Normally, on a book’s page on Amazon, all format options are shown (ebook, paperback, hardback, audiobook and so on). But when I searched for Desert Bound in the Kindle store it only showed the ebook. However, when I searched specifically for the paperback, the paperback came up—but didn’t show that it was available in ebook.
This wasn’t right. Different formats of the same book are ‘linked’. I checked all my other titles, and found no other discrepancies. So this wasn’t a wide glitch. This was specific to Desert Bound.
I looked closer, and noticed a difference—the ebook was listed as Desert Bound (ShadowTech Book 1), but the paperback came up as Desert Bound (ShadowTech). Had I entered the wrong metadata when setting the paperback up?
I went into my KDP (Kindle Desktop Publishing) account to check—and found the same metadata for both books. But, somehow, Amazon had the series title in place of the subtitle with the paperback, which made their system treat the two formats as separate entities rather than different versions of the same product.
So I contacted Amazon. I explained the situation, and asked them to rectify it. I also asked for the review to be removed, as well as asking if there was any way they could contact this (potential) customer and point them towards the paperback.
Amazon replied, and a few days later both formats were showing as available on any search for Desert Bound. But I have to go through a few more hoops to get the review removed.
A part of me is tempted to leave it—readers are intelligent enough to see that the review isn’t a comment on the book’s quality. If it was one of many reviews, it wouldn’t matter so much—but it’s my only review so far. It means that Desert Bound has an average rating of one star—not what I want for a first-in-series!
So, that’s the situation I found myself in earlier this week. I’m trying to look at the positives, and I think there are a few lessons to learn here.
- Things can always go wrong. Even if I’m certain I’ve entered details accurately, I need to check more thoroughly. Yes, this will take more time (as I’ll want to check the book pages on all retailers, not only Amazon), but it’ll give me greater peace of mind, and help prevent issues like this in the future.
- Mistakes remain until they’re pointed out. If it hadn’t been for this review, I wouldn’t have noticed the problem, so I thank the reviewer for pointing this out. I would’ve preferred it if they’d contacted me directly, but I can understand why they didn’t—that would have involved more work, and they were clearly frustrated anyway. Similarly, if there are any typos in my books, I’m all for readers contacting me to point them out. Yes, I do all I can to ensure there are no mistakes, but a few always slip through.
- Reviews matter, in all kinds of strange ways. ‘Good’ reviews help make the book look more attractive to potential readers, and highlight what works well in the story and the writing. ‘Bad’ reviews can highlight what hasn’t worked, at least for the reviewer. All reviews can be constructive, ‘good’ or ‘bad’ (although some reviews are inaccurate, mean or simply make no sense). And, from my experience here, reviews can highlight issues that the writer hadn’t even considered.

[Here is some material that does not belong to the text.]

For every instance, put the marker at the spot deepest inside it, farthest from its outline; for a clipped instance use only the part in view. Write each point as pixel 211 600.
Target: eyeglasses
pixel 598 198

This is only a small issue, but I want my books to be the best they can be—and that includes the buying and reading experiences. If there’s something hindering a potential reader from getting one of my books, I want to get rid of the problem.
If the reviewer is reading this, I apologise. This link should take you to the paperback page on Amazon.com.
And if anyone out there has read (and enjoyed) Desert Bound, I’d love more reviews.